05/07/2014

Salsa das nuvens

São Jorge é a ilha açoriana com formato mais peculiar, lembrando um charuto apagado que alguém atirou quase intacto às águas do Atlântico. Desenvolvendo-se em linha recta, com 54 Km de comprimento e 7 de largura máxima, mais estreita nas pontas, é uma ilha onde o mar está sempre à vista (desde que o nevoeiro o permita) mas as distâncias por estrada são consideráveis. As duas extensas linhas de costa, em regra recortadas de forma abrupta, são separadas por uma cordilheira central banhada quase em permanência por chuva e nevoeiro e sacudida por ventos impenitentes. Em Velas, sede do principal concelho da ilha, o casario desce até junto do mar, e o mesmo acontece na Calheta, mas a maioria dos povoados situam-se no topo das falésias, a uns 300 ou 400 metros de altitude, amiúde com sucursais desabitadas lá em baixo, em fajãs às quais se chega por íngremes estradas em ziguezague.

A sucessão de picos que forma a espinha dorsal da ilha tem o seu ponto culminante no Pico da Esperança, com uma altitude máxima de 1053 metros. Quem quiser observar muitas das preciosidades da flora endémica açoriana deve reservar várias horas para percorrer os 9 Km do estradão que, começando no Pico do Pedro e terminando no Pico Pinheiro, liga uma dezena dessas elevações, entre elas o Pico da Esperança. O ideal seria fazer o passeio a pé, mas esse feito, embora não apresente dificuldades, é pouco agradável de cometer com o agressivo cocktail de nevoeiro, frio, chuva e vento que costuma prevalecer no local. Mas, como as raridades botânicas se acumulam em profusão mesmo nas bermas do estradão, não é o nevoeiro cerrado que nos impede de vê-las e fotografá-las. No que ele é intransigente é em vedar-nos as anunciadas vistas de perder o fôlego, incluindo (asseveram aqueles cuja função é vender paisagens aos turistas) todas as ilhas vizinhas e mais aquelas que o não são.

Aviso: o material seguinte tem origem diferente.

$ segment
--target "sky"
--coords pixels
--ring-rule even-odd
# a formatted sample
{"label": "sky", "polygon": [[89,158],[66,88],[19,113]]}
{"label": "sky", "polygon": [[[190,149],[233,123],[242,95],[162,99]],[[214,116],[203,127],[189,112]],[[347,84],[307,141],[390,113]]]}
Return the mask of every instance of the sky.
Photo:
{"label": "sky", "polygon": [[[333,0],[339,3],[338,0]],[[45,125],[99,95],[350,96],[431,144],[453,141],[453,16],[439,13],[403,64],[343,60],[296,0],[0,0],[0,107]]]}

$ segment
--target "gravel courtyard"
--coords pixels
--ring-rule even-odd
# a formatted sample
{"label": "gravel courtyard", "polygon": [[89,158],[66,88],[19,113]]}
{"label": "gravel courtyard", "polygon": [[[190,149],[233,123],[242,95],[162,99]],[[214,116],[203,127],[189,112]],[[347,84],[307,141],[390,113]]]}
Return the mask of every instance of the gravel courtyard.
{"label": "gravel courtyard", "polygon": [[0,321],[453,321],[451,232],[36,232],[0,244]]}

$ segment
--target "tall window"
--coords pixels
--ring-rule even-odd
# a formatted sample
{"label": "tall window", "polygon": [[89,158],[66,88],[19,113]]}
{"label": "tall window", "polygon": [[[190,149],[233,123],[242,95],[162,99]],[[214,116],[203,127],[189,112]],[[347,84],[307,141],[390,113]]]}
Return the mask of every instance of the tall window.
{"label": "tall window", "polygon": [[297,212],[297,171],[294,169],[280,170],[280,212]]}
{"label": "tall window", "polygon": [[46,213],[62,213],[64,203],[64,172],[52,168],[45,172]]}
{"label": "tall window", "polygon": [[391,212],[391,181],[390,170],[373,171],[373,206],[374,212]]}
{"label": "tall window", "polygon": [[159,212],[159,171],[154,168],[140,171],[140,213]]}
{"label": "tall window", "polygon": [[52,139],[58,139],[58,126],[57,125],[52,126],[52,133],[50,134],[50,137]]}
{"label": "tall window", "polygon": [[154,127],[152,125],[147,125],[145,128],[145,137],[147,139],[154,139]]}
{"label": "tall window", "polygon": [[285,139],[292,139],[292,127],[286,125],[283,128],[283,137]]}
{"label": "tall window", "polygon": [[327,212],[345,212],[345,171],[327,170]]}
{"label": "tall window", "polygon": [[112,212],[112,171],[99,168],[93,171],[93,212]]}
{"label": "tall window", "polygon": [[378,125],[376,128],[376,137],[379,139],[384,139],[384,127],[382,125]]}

São Jorge: Fajã dos Cubres; o Pico visto da Ponta dos Rosais
Compreende-se pois que sejamos forçados a escolher imagens de outros locais da ilha para ilustrarmos o texto. O nevoeiro, como nos ensinaram os álbuns do Asterix, é igual e branco em todas as latitudes. Contudo, se não se distingue pela fotogenia, o nevoeiro do Pico da Esperança vale pela persistência, e é graças a ele que plantas como o Ranunculus cortusifolius e o Chaerophyllum azoricum proliferam de modo assombroso. À falta de um nome comum, chamamos salsa-das-nuvens a este último, mas a escolha é algo desajustada, pois as folhas de quase um metro de comprimento só serviriam para temperar a refeição de um ciclope vegetariano. Certo é que o C. azoricum, um endemismo açoriano que ocorre apenas em São Jorge, São Miguel, Pico e Flores, e que em geral é tido por raro e ameaçado, aqui forra quase continuamente largas extensões da encosta.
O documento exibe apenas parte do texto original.